そのあたりを今度は受益者の義務という側面から確認していきます。
まずは・・・賃貸住宅に関する所得の申告は誰がするのか・・・そして・・・賃貸収入に関する消費税の申告は誰がするのか
さらに・・・所得の計算期間はどうなるの・・・最後に申告する所得の額です。1番目の所得の申告・・・これは受益者が不動産所得として申告します
2番目の消費税の申告・・・これも受益者が行います
それではこれらの申告の際の計算期間はといいますと・・・受託者がこの場合だと法人ですので・・・法人の決算期間・・・
と勘違いする方もいるかもしれませんが・・・受益者の計算期間によりますので・・・この場合個人ですから・・・
1月1日から12月31日となります。
そして最後に申告する収入の額ですが・・・この場合給付された600万円を家賃収入とするのではなく・・・
家賃収入は1,000万円とし、そこから信託に係る費用を計上して申告します。
《ポイント》相続税法第9条の2では、信託財産に属する資産・負債は、受益者が有するものとし、信託財産から生ずる収益・費用は、受益者に帰属するものとみなされる
と・・・規定しています。
そして次は・・・信託終了時の権利と義務を確認いたします。
【学習のヒント】
出題分野:相続 単元グループ:相続と信託 単元:信託制度
- いよいよ『信託制度を知ろう』・・・という今回のお話しのしめくくりとなります。
信託が終了した時点での権利・義務を確認いたします。
信託終了時には・・・終了直前の受益者と終了時に残余財産がある場合のその財産の帰属権利者が現れます。
その2者の関係で権利・義務が異なります。
まず・・・直前の受益者と残余財産の帰属権利者が同一の場合・・・
この場合は・・・『信託終了の前後』で経済価値が移動しないので課税関係は生じません。
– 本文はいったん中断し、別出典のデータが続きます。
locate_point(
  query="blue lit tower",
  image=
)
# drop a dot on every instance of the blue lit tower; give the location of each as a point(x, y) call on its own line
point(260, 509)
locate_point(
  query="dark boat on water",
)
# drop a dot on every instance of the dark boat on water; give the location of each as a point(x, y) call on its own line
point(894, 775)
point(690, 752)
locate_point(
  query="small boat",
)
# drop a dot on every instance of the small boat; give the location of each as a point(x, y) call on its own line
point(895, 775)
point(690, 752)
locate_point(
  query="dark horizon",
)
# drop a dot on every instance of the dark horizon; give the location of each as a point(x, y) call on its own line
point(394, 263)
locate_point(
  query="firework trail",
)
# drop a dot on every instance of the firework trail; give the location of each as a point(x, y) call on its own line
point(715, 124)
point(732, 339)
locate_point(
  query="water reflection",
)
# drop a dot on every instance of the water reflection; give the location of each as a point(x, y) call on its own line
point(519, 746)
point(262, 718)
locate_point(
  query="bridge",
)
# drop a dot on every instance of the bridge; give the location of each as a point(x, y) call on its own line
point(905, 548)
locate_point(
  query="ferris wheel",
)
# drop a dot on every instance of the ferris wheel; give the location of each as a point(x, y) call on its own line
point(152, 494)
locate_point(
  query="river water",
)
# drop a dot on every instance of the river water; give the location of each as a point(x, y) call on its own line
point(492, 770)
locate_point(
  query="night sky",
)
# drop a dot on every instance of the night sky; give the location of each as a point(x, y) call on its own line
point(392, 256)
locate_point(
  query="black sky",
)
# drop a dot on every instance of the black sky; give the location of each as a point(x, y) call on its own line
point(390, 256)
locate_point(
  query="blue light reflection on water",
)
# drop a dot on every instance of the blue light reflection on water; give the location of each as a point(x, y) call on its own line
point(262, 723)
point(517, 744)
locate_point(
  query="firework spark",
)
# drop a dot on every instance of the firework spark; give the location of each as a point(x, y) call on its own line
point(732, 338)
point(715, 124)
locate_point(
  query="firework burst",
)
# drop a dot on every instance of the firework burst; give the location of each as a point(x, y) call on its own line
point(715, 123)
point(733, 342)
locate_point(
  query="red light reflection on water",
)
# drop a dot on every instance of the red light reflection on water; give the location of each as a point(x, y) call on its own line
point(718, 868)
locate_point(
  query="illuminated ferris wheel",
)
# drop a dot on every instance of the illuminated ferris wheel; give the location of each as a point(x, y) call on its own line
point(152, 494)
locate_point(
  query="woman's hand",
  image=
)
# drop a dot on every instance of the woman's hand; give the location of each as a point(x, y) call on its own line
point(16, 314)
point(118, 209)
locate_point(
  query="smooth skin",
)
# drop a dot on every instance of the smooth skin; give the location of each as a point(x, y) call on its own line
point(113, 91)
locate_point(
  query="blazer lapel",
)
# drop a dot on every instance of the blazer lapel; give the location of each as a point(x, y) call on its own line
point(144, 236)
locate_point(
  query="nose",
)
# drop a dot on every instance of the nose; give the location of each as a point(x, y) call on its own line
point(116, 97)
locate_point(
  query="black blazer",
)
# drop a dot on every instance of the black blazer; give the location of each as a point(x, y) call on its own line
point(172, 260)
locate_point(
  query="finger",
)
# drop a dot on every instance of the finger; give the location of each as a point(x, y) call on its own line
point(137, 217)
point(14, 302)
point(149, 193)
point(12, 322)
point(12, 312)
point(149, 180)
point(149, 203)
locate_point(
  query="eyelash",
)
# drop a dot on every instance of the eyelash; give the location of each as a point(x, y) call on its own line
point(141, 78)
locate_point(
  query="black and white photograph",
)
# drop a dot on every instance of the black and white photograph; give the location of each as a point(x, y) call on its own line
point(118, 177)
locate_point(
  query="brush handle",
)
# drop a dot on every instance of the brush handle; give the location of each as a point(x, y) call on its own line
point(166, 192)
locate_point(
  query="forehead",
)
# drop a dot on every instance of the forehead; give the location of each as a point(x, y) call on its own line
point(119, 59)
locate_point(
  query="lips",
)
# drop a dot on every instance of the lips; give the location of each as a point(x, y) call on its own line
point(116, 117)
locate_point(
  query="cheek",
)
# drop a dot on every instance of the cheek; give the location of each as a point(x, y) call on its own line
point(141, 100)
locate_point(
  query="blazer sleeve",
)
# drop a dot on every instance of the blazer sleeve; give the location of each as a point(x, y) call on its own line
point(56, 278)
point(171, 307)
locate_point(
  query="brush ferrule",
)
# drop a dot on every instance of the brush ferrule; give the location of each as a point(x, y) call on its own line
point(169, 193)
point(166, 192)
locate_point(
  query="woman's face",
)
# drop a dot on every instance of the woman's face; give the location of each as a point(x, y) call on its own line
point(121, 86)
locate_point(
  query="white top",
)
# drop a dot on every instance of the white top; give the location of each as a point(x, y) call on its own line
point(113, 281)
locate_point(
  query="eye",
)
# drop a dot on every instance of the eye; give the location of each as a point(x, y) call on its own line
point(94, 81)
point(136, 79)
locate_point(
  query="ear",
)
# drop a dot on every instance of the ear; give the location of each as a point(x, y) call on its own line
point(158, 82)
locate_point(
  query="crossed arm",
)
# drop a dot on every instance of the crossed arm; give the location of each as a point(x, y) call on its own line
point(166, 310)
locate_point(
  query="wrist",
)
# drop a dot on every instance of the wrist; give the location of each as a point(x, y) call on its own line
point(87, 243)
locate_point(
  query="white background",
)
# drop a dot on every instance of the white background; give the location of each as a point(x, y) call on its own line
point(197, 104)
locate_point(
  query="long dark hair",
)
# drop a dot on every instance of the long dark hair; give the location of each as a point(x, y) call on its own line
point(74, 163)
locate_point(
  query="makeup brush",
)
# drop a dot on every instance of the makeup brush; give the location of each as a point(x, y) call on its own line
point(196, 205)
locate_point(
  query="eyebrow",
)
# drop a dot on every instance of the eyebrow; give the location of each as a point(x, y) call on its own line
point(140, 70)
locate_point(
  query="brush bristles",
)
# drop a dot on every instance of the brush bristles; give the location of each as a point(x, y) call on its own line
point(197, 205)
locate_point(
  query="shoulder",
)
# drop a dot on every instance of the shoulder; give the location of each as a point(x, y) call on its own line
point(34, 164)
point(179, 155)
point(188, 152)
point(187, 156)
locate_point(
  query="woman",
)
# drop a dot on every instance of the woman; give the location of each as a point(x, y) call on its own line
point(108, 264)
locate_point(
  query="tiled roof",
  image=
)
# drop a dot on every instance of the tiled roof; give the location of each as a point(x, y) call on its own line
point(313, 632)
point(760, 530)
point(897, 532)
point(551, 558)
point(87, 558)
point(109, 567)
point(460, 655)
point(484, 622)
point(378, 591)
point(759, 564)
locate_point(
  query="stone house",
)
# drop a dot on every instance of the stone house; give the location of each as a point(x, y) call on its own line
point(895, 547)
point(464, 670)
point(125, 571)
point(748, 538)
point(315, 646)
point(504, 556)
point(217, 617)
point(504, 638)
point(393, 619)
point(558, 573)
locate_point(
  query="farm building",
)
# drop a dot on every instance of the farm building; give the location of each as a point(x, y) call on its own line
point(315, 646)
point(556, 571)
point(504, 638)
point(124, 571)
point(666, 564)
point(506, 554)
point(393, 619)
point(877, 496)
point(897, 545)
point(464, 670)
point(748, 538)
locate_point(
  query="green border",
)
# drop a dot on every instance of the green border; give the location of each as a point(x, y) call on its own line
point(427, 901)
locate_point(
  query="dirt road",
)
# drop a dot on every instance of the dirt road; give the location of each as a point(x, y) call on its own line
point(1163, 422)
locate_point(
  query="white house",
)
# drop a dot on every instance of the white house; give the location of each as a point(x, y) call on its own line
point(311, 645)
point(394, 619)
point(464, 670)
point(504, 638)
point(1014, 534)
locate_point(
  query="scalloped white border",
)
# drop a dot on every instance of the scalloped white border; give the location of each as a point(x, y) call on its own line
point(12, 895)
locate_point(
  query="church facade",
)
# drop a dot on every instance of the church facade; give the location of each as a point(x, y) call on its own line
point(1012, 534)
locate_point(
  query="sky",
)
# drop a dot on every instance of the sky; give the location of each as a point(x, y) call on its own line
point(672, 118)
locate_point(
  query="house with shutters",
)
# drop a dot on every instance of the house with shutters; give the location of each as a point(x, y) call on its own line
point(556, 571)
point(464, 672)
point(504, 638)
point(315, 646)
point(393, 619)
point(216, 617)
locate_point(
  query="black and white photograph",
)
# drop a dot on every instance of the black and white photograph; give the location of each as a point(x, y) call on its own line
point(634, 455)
どこかで聞いた表現ですね・・・そうです自益信託の課税関係の表現と同じですね。
それでは・・・直前の受益者と残余財産の帰属権利者が同一ではない場合はどうなるか・・・
この場合は・・・『信託終了の前後』で経済価値が移動しますので課税関係が生じます。
この表現は・・・そうです・・・他益信託の課税関係の表現と同じです。
すなわち・・・信託の終了が受益者の死亡による場合は・・・遺贈とみなし・・・死亡でない場合は・・・
贈与とみなして課税関係が生じることになります。
《ポイント》
さて・・・信託の基本的なしくみや課税関係の概要はご理解いただけましたでしょうか・・・
別の機会に、より具体的に信託を使った相続対策をお話いたしますが・・・
ここまで繰り返し確認してきた『課税関係』でお気づきになったことはありませんか?
それは・・・信託は『財産管理の手法』であって『税務対策』ではないことと。
信託財産に対しては、受益者を所有者と考えて課税されるということです。
『信託』は、財産を所有する者の・・・『想い』を実現するための手段と考えて有効な活用を考えてください。